Two words: wheel route. LMJ caught 17 passes for 168 yards last season. LaMichael caught 4 of those passes in the Rose Bowl as Oregon showed some commitment to throwing to backs out of the backfield in an attempt to keep a high-quality defense off balance. We might see the wheel route and quick swing passes become productive comfort plays for whoever gets the nod at QB.

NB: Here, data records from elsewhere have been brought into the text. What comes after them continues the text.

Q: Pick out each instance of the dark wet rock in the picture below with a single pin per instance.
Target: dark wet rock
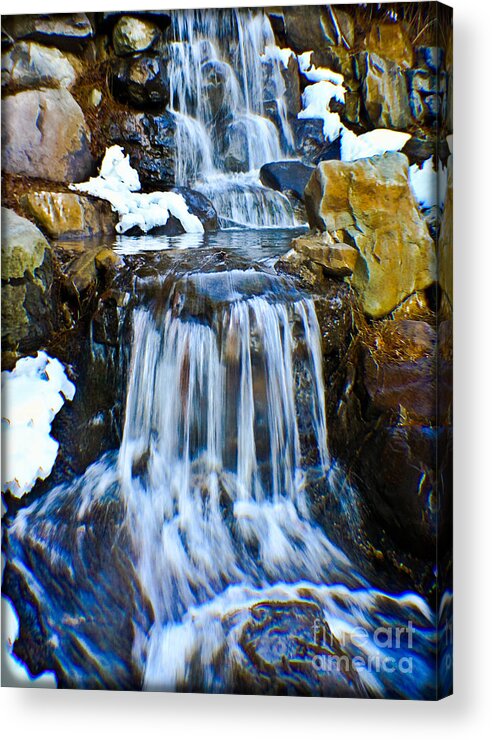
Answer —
(316, 27)
(150, 141)
(27, 66)
(291, 175)
(44, 135)
(141, 80)
(384, 92)
(315, 255)
(429, 57)
(132, 35)
(390, 41)
(419, 149)
(427, 95)
(200, 206)
(69, 31)
(28, 307)
(310, 142)
(84, 605)
(282, 655)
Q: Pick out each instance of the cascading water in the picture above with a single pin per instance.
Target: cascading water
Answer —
(167, 557)
(223, 71)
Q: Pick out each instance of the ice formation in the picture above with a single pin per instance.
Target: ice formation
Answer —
(316, 99)
(33, 393)
(428, 184)
(119, 184)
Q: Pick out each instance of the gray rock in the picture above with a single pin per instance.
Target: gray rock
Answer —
(132, 35)
(65, 30)
(27, 274)
(151, 143)
(45, 136)
(28, 65)
(140, 80)
(291, 175)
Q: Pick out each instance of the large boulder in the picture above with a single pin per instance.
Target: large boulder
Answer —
(369, 205)
(151, 143)
(65, 30)
(384, 92)
(27, 274)
(27, 65)
(69, 215)
(131, 35)
(140, 80)
(44, 135)
(290, 175)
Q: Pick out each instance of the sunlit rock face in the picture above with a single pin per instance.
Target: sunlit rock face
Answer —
(369, 204)
(44, 135)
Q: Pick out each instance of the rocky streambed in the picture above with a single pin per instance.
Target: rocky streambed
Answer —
(263, 362)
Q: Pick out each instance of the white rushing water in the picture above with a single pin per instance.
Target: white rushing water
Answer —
(224, 70)
(214, 479)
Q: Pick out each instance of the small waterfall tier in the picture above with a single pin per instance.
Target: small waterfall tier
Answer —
(227, 93)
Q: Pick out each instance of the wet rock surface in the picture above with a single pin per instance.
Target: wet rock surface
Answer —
(45, 135)
(369, 205)
(28, 309)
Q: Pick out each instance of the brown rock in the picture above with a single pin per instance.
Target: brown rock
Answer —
(391, 41)
(369, 205)
(68, 215)
(44, 135)
(384, 92)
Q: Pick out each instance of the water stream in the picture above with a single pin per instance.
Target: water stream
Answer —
(188, 557)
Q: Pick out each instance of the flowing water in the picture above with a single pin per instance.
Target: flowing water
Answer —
(188, 556)
(224, 74)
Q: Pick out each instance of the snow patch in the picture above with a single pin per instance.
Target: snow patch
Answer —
(118, 183)
(33, 393)
(13, 666)
(316, 104)
(428, 184)
(317, 74)
(370, 144)
(276, 54)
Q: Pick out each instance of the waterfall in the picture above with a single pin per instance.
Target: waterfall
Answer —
(224, 73)
(164, 555)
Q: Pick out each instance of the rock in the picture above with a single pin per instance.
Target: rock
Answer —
(310, 142)
(418, 150)
(45, 136)
(140, 80)
(390, 41)
(318, 250)
(445, 244)
(384, 92)
(315, 27)
(291, 175)
(132, 35)
(27, 274)
(369, 205)
(236, 156)
(428, 95)
(68, 215)
(429, 57)
(64, 30)
(200, 206)
(28, 65)
(151, 143)
(399, 369)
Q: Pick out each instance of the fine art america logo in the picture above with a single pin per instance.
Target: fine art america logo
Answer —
(385, 649)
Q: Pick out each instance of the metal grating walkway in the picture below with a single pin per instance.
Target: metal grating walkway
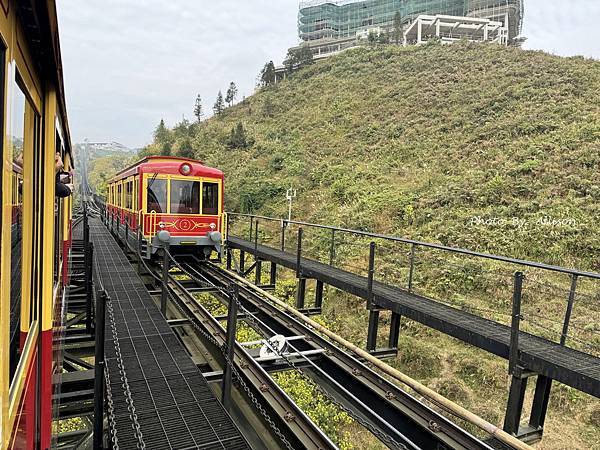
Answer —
(175, 407)
(563, 364)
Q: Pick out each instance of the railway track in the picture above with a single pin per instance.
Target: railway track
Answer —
(395, 417)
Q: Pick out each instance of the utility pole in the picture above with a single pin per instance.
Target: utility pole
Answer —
(290, 195)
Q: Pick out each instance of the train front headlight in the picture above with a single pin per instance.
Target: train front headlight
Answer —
(185, 169)
(215, 236)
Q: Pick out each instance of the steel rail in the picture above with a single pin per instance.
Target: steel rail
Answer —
(433, 396)
(506, 259)
(306, 433)
(394, 407)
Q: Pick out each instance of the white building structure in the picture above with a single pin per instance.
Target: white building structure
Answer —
(454, 28)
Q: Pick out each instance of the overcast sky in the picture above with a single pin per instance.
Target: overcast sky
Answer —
(129, 63)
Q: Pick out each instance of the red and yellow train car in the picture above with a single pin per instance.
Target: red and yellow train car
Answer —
(35, 225)
(182, 198)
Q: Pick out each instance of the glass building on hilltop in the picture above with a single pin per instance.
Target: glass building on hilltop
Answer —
(332, 25)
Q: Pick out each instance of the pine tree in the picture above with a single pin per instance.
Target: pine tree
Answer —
(268, 109)
(161, 133)
(219, 105)
(198, 109)
(397, 34)
(231, 93)
(238, 138)
(163, 138)
(267, 75)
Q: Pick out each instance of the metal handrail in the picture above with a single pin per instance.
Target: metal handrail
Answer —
(506, 259)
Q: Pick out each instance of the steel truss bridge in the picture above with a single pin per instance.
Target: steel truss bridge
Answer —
(169, 374)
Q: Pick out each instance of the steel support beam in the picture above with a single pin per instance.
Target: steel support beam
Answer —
(319, 294)
(372, 332)
(394, 330)
(514, 408)
(300, 293)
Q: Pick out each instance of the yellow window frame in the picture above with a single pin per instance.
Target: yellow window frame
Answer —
(184, 178)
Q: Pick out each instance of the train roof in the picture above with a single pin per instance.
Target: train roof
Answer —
(40, 23)
(168, 164)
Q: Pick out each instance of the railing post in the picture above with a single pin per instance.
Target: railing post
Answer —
(251, 227)
(412, 266)
(139, 239)
(230, 345)
(332, 248)
(86, 227)
(515, 324)
(229, 261)
(165, 284)
(299, 254)
(126, 236)
(273, 274)
(87, 260)
(99, 370)
(283, 227)
(565, 332)
(371, 274)
(255, 239)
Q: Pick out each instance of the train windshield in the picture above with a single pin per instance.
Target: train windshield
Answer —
(185, 197)
(157, 195)
(210, 199)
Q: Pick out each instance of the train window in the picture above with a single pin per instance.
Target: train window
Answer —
(210, 198)
(17, 131)
(128, 194)
(185, 197)
(157, 195)
(135, 193)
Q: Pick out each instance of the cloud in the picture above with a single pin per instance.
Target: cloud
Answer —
(129, 63)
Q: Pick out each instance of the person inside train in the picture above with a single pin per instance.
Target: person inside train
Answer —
(64, 186)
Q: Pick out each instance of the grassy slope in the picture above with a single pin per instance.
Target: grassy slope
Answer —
(416, 142)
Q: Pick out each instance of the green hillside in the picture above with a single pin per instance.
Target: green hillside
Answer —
(475, 146)
(418, 141)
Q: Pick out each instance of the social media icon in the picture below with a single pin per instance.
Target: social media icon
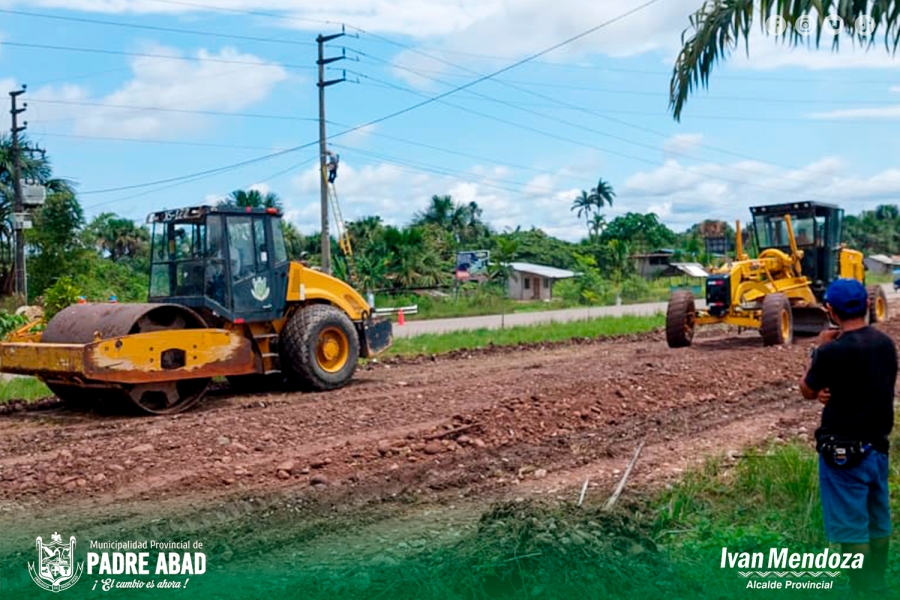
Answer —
(776, 25)
(803, 25)
(864, 25)
(832, 24)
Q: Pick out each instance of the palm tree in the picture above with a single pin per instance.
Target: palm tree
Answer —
(602, 195)
(597, 224)
(253, 198)
(584, 204)
(719, 26)
(440, 212)
(117, 237)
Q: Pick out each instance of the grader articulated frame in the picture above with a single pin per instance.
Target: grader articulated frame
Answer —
(781, 292)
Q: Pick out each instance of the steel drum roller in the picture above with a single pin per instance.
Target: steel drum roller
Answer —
(81, 323)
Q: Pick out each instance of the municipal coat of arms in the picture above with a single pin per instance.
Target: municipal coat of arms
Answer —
(260, 289)
(55, 569)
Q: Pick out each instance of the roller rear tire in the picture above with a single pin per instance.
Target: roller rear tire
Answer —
(319, 348)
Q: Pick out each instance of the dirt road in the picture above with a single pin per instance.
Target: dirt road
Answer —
(488, 424)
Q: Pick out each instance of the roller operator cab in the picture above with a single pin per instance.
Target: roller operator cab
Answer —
(781, 290)
(230, 264)
(224, 300)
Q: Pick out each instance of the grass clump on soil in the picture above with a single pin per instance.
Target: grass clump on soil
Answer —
(665, 545)
(26, 389)
(436, 343)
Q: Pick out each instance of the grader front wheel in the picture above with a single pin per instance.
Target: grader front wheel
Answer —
(777, 320)
(681, 316)
(877, 304)
(320, 347)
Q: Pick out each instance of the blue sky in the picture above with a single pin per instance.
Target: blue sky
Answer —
(782, 125)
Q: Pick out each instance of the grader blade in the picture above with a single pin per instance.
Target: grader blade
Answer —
(810, 320)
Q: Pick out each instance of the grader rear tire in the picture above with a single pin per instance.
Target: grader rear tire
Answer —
(777, 320)
(877, 304)
(681, 315)
(319, 348)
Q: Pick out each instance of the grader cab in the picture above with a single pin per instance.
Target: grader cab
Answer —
(224, 300)
(781, 291)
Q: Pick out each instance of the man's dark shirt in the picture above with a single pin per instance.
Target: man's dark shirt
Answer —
(860, 370)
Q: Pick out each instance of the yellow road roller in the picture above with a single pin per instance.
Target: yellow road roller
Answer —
(224, 300)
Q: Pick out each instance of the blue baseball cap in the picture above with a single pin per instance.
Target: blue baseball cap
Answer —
(847, 297)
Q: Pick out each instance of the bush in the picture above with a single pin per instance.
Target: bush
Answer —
(58, 296)
(635, 289)
(9, 322)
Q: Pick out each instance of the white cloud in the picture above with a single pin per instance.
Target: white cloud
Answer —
(397, 193)
(176, 84)
(682, 143)
(869, 113)
(682, 197)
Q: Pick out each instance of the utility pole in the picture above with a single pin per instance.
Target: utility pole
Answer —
(323, 149)
(19, 208)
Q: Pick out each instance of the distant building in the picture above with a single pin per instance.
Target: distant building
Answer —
(528, 281)
(652, 264)
(880, 264)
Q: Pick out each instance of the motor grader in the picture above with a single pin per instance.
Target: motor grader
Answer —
(224, 300)
(781, 292)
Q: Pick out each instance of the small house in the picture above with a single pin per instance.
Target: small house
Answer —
(651, 264)
(528, 281)
(880, 264)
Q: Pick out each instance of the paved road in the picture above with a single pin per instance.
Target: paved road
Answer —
(412, 328)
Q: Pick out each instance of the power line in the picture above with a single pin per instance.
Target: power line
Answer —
(600, 148)
(441, 170)
(252, 13)
(247, 38)
(419, 167)
(571, 107)
(200, 174)
(146, 141)
(627, 70)
(452, 152)
(191, 180)
(150, 55)
(214, 113)
(493, 74)
(395, 113)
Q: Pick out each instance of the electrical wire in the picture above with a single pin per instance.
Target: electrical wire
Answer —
(246, 38)
(214, 113)
(151, 55)
(395, 113)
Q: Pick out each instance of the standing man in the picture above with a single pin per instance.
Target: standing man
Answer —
(853, 373)
(333, 160)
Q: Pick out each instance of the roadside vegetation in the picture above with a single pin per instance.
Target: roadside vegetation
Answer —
(511, 336)
(666, 544)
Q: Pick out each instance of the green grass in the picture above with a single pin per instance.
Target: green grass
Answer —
(23, 388)
(544, 332)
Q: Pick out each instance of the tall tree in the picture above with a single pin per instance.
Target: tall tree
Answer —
(589, 205)
(462, 220)
(117, 237)
(253, 198)
(718, 27)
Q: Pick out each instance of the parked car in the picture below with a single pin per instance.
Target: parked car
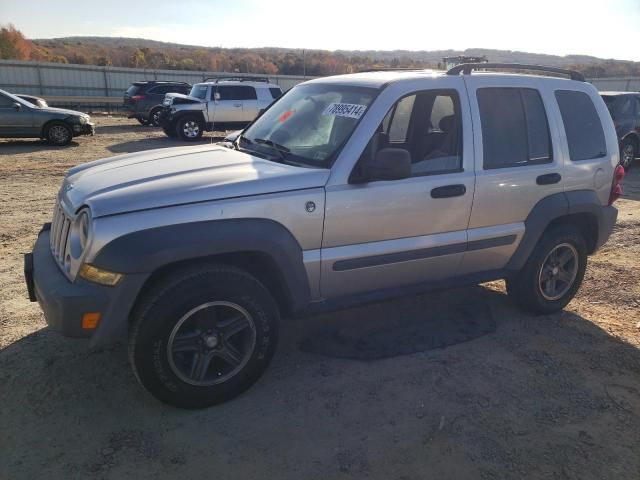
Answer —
(143, 100)
(625, 111)
(21, 119)
(224, 103)
(348, 189)
(35, 101)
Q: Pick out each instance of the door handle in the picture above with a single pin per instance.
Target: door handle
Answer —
(548, 179)
(449, 191)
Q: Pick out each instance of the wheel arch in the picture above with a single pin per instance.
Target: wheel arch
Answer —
(581, 209)
(264, 248)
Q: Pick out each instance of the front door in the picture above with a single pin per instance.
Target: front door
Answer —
(15, 121)
(382, 234)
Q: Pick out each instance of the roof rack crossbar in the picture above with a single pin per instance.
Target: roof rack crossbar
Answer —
(237, 79)
(467, 68)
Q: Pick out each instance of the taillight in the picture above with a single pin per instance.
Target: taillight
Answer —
(616, 185)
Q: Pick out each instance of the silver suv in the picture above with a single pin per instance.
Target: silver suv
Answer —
(348, 189)
(226, 103)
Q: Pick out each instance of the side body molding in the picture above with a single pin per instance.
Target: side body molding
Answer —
(147, 250)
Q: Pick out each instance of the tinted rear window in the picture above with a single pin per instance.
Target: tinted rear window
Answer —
(275, 92)
(133, 89)
(237, 92)
(585, 135)
(515, 131)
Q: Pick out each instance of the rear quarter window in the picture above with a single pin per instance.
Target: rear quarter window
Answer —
(582, 125)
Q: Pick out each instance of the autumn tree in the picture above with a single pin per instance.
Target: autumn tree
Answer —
(13, 45)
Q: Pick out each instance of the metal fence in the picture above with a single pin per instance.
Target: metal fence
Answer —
(98, 86)
(90, 86)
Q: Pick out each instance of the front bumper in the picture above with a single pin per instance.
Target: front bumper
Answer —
(64, 303)
(86, 129)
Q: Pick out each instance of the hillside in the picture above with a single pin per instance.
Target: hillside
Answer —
(142, 53)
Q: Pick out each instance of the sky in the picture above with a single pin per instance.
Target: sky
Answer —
(607, 29)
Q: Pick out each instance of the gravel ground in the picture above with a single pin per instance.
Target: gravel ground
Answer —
(487, 393)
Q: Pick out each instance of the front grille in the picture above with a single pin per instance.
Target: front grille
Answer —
(60, 227)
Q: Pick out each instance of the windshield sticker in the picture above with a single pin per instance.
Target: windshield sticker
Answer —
(350, 110)
(285, 116)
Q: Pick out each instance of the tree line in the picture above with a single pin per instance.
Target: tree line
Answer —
(138, 53)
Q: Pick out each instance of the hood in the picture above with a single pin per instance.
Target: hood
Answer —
(179, 175)
(62, 110)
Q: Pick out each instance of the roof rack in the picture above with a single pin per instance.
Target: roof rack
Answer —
(467, 68)
(237, 79)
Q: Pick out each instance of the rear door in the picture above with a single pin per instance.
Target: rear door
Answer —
(518, 163)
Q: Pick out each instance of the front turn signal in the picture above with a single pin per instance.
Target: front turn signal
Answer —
(98, 275)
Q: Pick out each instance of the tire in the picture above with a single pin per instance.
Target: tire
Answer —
(189, 128)
(529, 288)
(628, 153)
(180, 345)
(154, 116)
(58, 134)
(169, 131)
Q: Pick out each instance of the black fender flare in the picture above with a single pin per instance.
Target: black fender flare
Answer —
(148, 250)
(554, 207)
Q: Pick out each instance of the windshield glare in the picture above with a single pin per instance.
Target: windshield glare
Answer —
(311, 121)
(198, 91)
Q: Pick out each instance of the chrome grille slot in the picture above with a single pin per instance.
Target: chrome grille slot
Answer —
(60, 227)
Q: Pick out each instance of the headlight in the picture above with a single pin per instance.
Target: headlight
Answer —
(80, 233)
(98, 275)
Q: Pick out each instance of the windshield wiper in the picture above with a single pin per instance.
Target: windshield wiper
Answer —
(281, 149)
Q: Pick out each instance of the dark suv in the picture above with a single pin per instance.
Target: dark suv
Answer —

Lastly, I think we’ll see Seastrunk become a key part of Oregon’s offense. It’s just a guess, but it’s pretty hard to keep 5-star talent off the field. Jonathan Stewart had an immediate impact, and Seastrunk might do the same.
All this talent and speed and experience lined up behind a top-tier offensive line...Oregon’s running game should keep on clicking. The QBs, of course, will have to provide some balance by the throwing the ball. At the same time, the threat of the Ducks running game should force opposing defenses to be thinking run first. It should prove to be a highly productive symbiotic relationship. So, to those opposing defenses, I wish you "good luck".